QERUMIN - LIBNATH
Tell Abu
Hawam is situated within the bay
of Akko in the delta
region of the river Kishon and the wadi Selinan. Some scholars think that this
was ancient Akshap, but that is not probable. Akshaph should be situated at
Tell Keisan a little bit further to the north. I follow the view of Shmuel
Ahituv in his Canaanite Toponyms in ancient Toponyms in ancient Egyptian
Documents (Jerusalem/Leiden 1984), that Tell Abu Hawam is LBNT (Libnath), which
is mentioned by Ramesses III in Medinet Habu (XXVII:71, XXIX:9). The name
Lib(i)nat is most probable preserved in the Biblical compound Shihor-Libnath,
the name of the lower part of the Kishon river.
Libnath
should therefore be located at Tell Abu Hawam on a former outlet of the Kishon
river close to the sea. This identification and location are favoured by the
mention of Libnath in the vicinity of Beth Dagan (XXVII:72), which should be
located at Tell el-Far also in the plain of Akko. The name LBT appears on
Phoenician city-stamps.
Moreover we
know some Phoenician inscriptions, who mention the town of Qerumin . One of thos inscriptions (EH 102)
says: “Abdešmoen, son of Me’edder, a Canaanite of Qerumin, a citizen of the
island of trees.” Qerumin is also a alternative name for the river Kishon.
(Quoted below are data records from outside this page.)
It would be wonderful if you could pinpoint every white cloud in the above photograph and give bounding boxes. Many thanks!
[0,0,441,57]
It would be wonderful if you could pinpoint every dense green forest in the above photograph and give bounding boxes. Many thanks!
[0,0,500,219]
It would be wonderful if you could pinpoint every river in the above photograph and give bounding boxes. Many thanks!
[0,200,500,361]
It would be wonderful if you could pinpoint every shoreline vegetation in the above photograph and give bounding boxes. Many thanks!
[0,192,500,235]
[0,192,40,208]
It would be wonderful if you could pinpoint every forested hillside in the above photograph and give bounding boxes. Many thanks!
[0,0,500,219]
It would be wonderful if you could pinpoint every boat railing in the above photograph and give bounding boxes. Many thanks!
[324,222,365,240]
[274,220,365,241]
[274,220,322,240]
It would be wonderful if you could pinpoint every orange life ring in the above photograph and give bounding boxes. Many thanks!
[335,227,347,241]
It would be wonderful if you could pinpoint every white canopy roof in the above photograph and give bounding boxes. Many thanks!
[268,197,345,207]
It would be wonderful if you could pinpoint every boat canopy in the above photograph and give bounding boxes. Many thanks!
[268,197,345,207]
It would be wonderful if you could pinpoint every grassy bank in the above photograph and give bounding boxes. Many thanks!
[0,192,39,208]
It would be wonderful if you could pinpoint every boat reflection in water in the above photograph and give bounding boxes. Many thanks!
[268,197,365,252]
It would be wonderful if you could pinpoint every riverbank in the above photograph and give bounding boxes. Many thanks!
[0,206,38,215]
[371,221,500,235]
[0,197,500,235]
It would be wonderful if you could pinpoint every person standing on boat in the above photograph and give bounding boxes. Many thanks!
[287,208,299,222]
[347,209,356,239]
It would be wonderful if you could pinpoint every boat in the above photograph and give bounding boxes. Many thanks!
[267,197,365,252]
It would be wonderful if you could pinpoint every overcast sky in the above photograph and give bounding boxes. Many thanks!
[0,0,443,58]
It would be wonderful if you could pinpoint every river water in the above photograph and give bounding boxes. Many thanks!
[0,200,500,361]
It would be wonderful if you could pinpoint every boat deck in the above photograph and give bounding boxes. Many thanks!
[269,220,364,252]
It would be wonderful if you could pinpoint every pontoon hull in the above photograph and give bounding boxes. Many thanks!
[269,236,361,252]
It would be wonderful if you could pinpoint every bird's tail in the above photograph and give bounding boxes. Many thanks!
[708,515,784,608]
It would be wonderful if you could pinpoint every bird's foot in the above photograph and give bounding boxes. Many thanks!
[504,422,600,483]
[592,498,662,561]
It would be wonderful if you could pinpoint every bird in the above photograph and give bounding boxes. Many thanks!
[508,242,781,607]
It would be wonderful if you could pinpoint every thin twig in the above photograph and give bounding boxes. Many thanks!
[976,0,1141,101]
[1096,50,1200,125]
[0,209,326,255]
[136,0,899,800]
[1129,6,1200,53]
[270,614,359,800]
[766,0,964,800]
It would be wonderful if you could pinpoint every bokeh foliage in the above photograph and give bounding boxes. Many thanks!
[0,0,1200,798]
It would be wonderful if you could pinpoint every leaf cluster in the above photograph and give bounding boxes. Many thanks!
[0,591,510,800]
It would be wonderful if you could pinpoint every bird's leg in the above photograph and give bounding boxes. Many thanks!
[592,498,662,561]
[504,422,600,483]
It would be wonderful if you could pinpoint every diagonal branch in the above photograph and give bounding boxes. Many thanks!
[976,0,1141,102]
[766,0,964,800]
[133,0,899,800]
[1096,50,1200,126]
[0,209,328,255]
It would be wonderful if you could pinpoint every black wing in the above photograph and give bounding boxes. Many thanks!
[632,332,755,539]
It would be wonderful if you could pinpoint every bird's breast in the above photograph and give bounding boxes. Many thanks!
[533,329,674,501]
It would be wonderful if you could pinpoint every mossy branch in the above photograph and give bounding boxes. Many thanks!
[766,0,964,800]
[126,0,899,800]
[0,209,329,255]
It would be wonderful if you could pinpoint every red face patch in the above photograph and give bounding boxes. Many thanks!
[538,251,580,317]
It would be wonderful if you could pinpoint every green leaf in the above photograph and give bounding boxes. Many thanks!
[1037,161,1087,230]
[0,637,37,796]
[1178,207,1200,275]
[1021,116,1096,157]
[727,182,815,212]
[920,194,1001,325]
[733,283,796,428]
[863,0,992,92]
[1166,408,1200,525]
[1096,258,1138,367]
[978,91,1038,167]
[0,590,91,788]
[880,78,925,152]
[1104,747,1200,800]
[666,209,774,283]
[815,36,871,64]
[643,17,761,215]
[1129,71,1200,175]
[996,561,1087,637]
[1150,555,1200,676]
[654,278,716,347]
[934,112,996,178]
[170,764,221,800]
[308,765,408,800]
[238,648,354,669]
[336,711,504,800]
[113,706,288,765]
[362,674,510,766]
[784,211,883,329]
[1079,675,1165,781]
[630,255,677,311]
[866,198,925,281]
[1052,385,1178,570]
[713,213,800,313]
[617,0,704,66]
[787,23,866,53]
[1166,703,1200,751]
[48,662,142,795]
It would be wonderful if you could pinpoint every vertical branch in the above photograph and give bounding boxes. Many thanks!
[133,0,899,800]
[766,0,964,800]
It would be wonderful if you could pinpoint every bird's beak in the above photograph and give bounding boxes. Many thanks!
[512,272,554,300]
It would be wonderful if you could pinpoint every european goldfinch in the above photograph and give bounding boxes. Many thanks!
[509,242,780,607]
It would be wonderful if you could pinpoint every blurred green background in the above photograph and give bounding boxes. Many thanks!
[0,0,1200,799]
In
Judges (5:21) the place is called Kqdwmym. The Romans and Byzantines much later
called it Qr(y)mywm.
It looks
like that Tell Abu Hawam was named in antiquity by two names: Libnath and
Qerumin. The meaning of LBT is stone-quarry. It is highly probable, that town is
called Libnath and the river and harbour: Qerumin .
The ancient
settlement, which originally bordered the beach (it is now located roughly 1.5
kilometers inland), covered at least 4 hectares (10 acres). In antiquity the
town was blessed with three harbour facilities: a natural bay to the north, a
lagoon (between Mount Carmel and the tell) to
the south-west, and the Kishon estuary to the east.
Tell Aby
Hawam was served by two neighbouring cemeteries: a rock-cut necropolis to the
west on the slopes of the Mount Carmel in the
Persian period and a maritime cemetery of the Late Bronze Ages located along
the ancient coastline.
The
earliest Tell is occupied in 1500-1400 BC with a protective wall. At that time
it covered at the most 1 hectare with a Canaanite temple within. Some Mycaean
pottery was found here. Following its destruction at the end of the Late Bronze
Age, Tell Abu Hawam was reoccupied c.1100 BC. The early Iron Age settlement
(Iron I), which revealed Phoenician Biochrome pottery, was marked by a new
building orientation and the appearance of the three-room house type. Following
its destruction (by whom?), the city was resettled in the early tenth century
BC. This Iron II settlement was characterized by a dense urban arrangement of
modestly sized rectangular rooms. During this period the river Kishon estuary
replaced the lagoon as the city’s primary harbour facility. Following the third
destruction (by the Assyrians?) in the second half of the eight century BC,
Tell Abu Hawam lay abandoned for two centuries until the Persian period, when
the city re-emerged as a strategic stronghold and regional maritime commercial
centre. The city saw major urban redevelopment in the fourth century BC. The
acropolis was levelled and crowned with a casemate wall and stone glacis, while
the lower settlement, newly fortified, was rebuilt according to an axial grid
plan (hippodamic streetplanning).
The former
texts are for a part an adaption of the text of Glen.E.Markoe, Phoenicians, Berkeley , 2000.
In the
fourth century we see the appearance of Attic and Tyrian coins. In this time
the whole region of the plain of Akko was under the control of Tyre . In the meantime the alluvium of the
coastal deposits goes on and in the second century BC the harbour activities
are moved to Shiqmona (Sycaminium).
Who lived
in Libnath-Qerumin? It was a mixture of Philistines, Phoenicians, Jews, Arabs,
Persians and Egyptians. It was a cosmopolite town, who had to endure at least
three destructions, but every time the town re-emerged out of the misery. For
almost 2000 years this town existed with intervals. It is buried now under the
outskirts of Haïfa in Israël.
At the
moment the Israël Antiquity Authority and in the University of Haïfa are doing
more excavations (Uzzi Ad + Amani Abu Hamid) in corporation with the Yefe Nof
Transportation and Infrastructure Company and the Israël Electricity Company.